In chronic obstructive bronchitis (COPD), respiratory infections are thought to play a major role in triggering episodes of acute worsening of the disease, especially in winter. The opportunity to take advantage of vaccinations.
Respiratory tract infections play a major role in chronic obstructive bronchitis (COPD). So much so, that initially, they had been considered as the main causative agent of the disease, even before tobacco. Subsequently, research “put the church back in the middle of the village” and, while smoking is the predominant causative process, along with environment and genetics, airway infection remains a critical part of progression. bronchial lesions.

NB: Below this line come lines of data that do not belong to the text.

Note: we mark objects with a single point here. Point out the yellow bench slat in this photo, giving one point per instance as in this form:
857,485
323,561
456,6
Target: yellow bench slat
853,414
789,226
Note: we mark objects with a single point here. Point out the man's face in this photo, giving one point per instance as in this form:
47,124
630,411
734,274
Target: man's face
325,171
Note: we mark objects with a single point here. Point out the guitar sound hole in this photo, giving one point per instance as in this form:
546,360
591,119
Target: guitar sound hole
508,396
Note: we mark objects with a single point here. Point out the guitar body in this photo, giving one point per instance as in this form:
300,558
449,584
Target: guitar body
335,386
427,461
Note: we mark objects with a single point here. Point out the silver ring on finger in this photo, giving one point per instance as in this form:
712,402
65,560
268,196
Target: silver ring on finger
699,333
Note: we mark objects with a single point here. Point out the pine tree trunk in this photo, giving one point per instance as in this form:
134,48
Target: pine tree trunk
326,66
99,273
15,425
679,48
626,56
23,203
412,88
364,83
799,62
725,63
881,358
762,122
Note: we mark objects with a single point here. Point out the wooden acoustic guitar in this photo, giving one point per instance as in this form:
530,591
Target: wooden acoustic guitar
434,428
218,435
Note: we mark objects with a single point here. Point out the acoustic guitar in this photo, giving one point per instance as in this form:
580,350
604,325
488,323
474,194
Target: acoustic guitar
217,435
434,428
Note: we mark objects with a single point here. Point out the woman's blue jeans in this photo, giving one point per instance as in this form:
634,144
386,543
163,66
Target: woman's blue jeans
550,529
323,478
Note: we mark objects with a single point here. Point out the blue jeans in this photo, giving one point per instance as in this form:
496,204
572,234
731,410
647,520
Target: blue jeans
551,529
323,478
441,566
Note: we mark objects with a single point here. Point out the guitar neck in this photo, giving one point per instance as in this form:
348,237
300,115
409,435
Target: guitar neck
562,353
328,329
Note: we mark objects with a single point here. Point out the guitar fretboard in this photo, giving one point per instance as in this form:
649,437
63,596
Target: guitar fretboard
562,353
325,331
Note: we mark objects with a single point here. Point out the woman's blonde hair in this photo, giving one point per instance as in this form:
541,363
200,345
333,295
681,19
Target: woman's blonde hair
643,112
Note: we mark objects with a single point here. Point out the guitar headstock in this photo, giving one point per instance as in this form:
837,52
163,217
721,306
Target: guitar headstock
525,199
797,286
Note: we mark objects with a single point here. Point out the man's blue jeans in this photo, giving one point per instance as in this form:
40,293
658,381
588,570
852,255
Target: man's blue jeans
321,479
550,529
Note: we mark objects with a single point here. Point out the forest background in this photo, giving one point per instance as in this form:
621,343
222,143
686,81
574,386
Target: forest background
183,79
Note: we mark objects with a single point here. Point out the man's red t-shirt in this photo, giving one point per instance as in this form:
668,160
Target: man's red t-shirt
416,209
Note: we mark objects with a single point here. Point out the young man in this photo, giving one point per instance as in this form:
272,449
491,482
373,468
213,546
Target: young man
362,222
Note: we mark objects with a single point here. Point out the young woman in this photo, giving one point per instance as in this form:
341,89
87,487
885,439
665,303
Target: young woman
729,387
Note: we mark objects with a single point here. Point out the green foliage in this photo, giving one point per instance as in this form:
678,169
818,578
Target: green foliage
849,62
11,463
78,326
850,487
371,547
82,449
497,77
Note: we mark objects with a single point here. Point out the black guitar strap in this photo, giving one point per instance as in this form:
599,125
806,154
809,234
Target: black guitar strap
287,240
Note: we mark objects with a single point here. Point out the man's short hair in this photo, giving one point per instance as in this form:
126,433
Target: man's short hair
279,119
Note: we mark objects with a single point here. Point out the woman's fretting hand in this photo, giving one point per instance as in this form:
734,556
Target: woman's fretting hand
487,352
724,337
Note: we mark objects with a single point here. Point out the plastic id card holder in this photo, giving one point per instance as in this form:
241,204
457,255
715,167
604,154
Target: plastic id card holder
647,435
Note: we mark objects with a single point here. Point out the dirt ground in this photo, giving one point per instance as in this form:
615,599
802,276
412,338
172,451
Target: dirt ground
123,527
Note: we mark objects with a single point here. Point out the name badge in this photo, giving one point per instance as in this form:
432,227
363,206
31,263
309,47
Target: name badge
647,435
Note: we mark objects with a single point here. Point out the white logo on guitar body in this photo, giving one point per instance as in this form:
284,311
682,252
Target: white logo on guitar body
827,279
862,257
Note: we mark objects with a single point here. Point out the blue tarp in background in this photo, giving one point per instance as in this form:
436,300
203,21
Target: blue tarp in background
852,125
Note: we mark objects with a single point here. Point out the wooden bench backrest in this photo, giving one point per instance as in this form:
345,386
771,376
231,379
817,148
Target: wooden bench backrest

It is absolutely necessary to protect these patients at the approach of winter if this has not already been done.
Deleterious role of infections
Acute infection relieves the precarious respiratory condition of patients, but it also contributes to the degradation of the pulmonary bronchi. The main culprit is the inflammation that accompanies it, with its hypersecretion of inflammatory proteins and enzymes: these phenomena lead to a degradation of the proteins of the bronchial wall (proteolysis).
Extremely important during the phases of exacerbation, the infectious process and the residual inflammation also participate in the low-noise degradation of the bronchial wall between exacerbations.
The exacerbation, a very negative phenomenon
An exacerbation is therefore an acute progressive outbreak of the disease which can lead to respiratory distress and hospitalization: it is a critical element. All the available studies show that these are frequent events in COPD, sometimes serious, and probably associated with an acceleration of the decline in respiratory function.
Their economic cost is significant, in particular due to hospitalizations and the prescription of antibiotics
Infection in more than 50% of exacerbations
Infections are believed to be responsible for at least half of COPD exacerbations, with a seasonality certain and a predominance of infections in winter, whether they are purely viral infections, purely bacterial or co-infections virus bacteria.
From virus, the advent of modern viral diagnostic techniques (PCR) has shown that viruses are present in 30 to 60% of exacerbations, with of course rhinoviruses and respiratory syncycial virus, but also influenza viruses every winters.
For the bacteria, they would be involved in 40 to 60% of cases and the main germs would be pneumococci (Streptococcus pneumoniae), Haemophilus influenzae and moraxella.
Prevention of infections
The prevention of infections is therefore a major issue in the management of chronic obstructive bronchitis. This is both to avoid exacerbations, so dangerous and painful for patients, but also to avoid the aggravation of the disease of the pulmonary bronchus.
Barrier measures are therefore essential in the event of the circulation of viruses and bacteria. But vaccination is a major way to protect people with COPD against the flu and pneumococci.
Two essential vaccinations
Vaccinations against influenza and pneumococcus work in these patients as well as in normal people. The flu vaccination is even reimbursed at 100% in these patients. It reduces hospitalizations and probably infections (studies are generally carried out on the entire French population and compare the vaccinated against the unvaccinated). It is interesting because it participates in reducing the risk of erosion and inflammation of the lining of the bronchi, which is the bedrock of secondary bacterial infections.
Patients suffering from COPD are also considered to be at risk of pneumococcal infection with a risk of secondary invasive infections (pneumonia, sepsis, etc.), sometimes fatal. Vaccination against pneumococcus is therefore recommended in people with chronic obstructive bronchitis (COPD). It is implemented with 2 vaccines, a conjugate and a polysaccharide, administered in a specific order.